The MSI-L subset does not show distinct clinical, morphological, or molecular differences from the remaining MSS cancers (i.e., not of the magnitude of those distinguishing MSI-H from non-MSI-H colorectal cancers). Nevertheless, certain molecular features are distributed on a nonrandom basis within the non-MSI-H subset of colorectal cancers. Two studies, including that of Laiho et al., provide evidence that MSI-L status is distributed nonrandomly (1 , 5) . The study by Halford et al. (5) distinguished within the non-MSI-H group a "super-MSI-L" group, a "super-stable" group, and an intermediate group with very mild background MSI. The distinction between the intermediate group and the super-stable group is obscured in the study of Laiho et al. by the use of very numerous, relatively stable markers.
Nonrandomly distributed features among non-MSI-H cancers include K-ras mutation (4 , 6 , 7) , DNA methylation (8) , and chromosomal alterations as shown by comparative genomic hybridization (9) . Furthermore, some of these features show patterns of cosegregation. Relatively high frequencies of K-ras mutation (90%) have been found in non-MSI-H cancers with the CpG island methylator phenotype (8) . G to A mutation in K-ras has been associated with methylation of the DNA repair gene MGMT (10) . The overall frequency of K-ras mutation in colorectal cancer is approximately 35%. A relatively high frequency of K-ras mutation in MSI-L versus MSS cancers has been demonstrated in three independent studies: 11 (50%) of 22 versus 24 (30%) of 79 (6) , 19 (50%) of 38 versus 13 (27%) of 48 (4) , and 12 (41%) of 29 versus 14 (18%) of 77, respectively (7) . One study failed to show a difference in the frequency of K-ras mutation in MSI-L versus MSS cancer, but this study also showed an unusually high frequency of K-ras mutation in MSI-H cancer (11) . This is probably explained by incorrect assignment of some MSI-L cancers within the MSI-H subset (through overdependence on the finding of instability limited to non-mononucleotide markers). The study by Gebert et al. (12) included only 79 colorectal cancers with no enrichment of MSI-L cases. An extremely low frequency of K-ras mutation (10%) was found in the super-stable subset as defined by Halford et al. (5) .

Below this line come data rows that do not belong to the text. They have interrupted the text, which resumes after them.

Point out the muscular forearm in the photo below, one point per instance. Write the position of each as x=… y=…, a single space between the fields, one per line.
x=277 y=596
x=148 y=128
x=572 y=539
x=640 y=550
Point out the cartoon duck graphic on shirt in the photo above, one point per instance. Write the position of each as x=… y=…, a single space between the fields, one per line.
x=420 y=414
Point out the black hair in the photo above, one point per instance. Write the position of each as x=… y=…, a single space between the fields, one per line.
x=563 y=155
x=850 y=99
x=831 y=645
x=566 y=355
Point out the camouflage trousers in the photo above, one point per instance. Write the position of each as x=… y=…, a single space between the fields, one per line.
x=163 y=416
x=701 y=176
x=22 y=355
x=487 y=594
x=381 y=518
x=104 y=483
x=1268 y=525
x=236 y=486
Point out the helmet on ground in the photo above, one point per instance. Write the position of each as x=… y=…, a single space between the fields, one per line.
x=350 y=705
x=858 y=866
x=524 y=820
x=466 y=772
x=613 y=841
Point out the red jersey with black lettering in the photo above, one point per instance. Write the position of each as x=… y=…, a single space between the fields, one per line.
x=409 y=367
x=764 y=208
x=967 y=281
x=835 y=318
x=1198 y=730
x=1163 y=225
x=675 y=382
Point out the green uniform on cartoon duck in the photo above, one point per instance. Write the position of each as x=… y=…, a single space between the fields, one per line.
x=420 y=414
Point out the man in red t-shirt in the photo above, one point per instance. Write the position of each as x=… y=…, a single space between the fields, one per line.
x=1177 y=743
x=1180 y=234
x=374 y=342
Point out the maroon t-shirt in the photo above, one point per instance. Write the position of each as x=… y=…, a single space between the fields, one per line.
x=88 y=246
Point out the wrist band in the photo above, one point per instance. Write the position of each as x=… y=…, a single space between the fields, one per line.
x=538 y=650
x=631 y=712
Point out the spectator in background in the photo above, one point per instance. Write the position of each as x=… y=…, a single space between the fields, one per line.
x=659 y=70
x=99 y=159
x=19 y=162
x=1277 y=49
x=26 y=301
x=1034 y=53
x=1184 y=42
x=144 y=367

Laiho et al. (1) claim that the overall mutation rate in MSI-L cancers is equivalent to normal human fibroblasts and that, therefore, microsatellite mutation would accumulate merely on a stochastic basis. However, Laiho et al. provide no explanation for the considerably higher mutation rate demonstrated in selected markers for the MSI-L trait and, therefore, incorporated into the National Cancer Institute reference panel. It is reasonable to postulate that a DNA repair defect does underlie the small super-MSI-L subset and that this defect is associated with the methylation of DNA repair genes such as MGMT (13) . The mechanism in the case of MGMT silencing may be very simple. Inactivation of MGMT would result in methylG:T mismatches that are known to be recognized and repaired by the DNA mismatch repair system (14) . Excessive production of methylG:T mismatches may increase the probability of errors during DNA resynthesis that escape the mismatch repair system. An association between MGMT methylation and MSI-L status is, in fact, suggested in the study of Laiho et al. (1) , although the finding is difficult to interpret for the reasons stated above. Such a DNA repair defect is "subtle" only insofar as the production of genetic instability is secondary to the generation of excess mismatches as opposed to being the direct result of DNA mismatch repair deficiency.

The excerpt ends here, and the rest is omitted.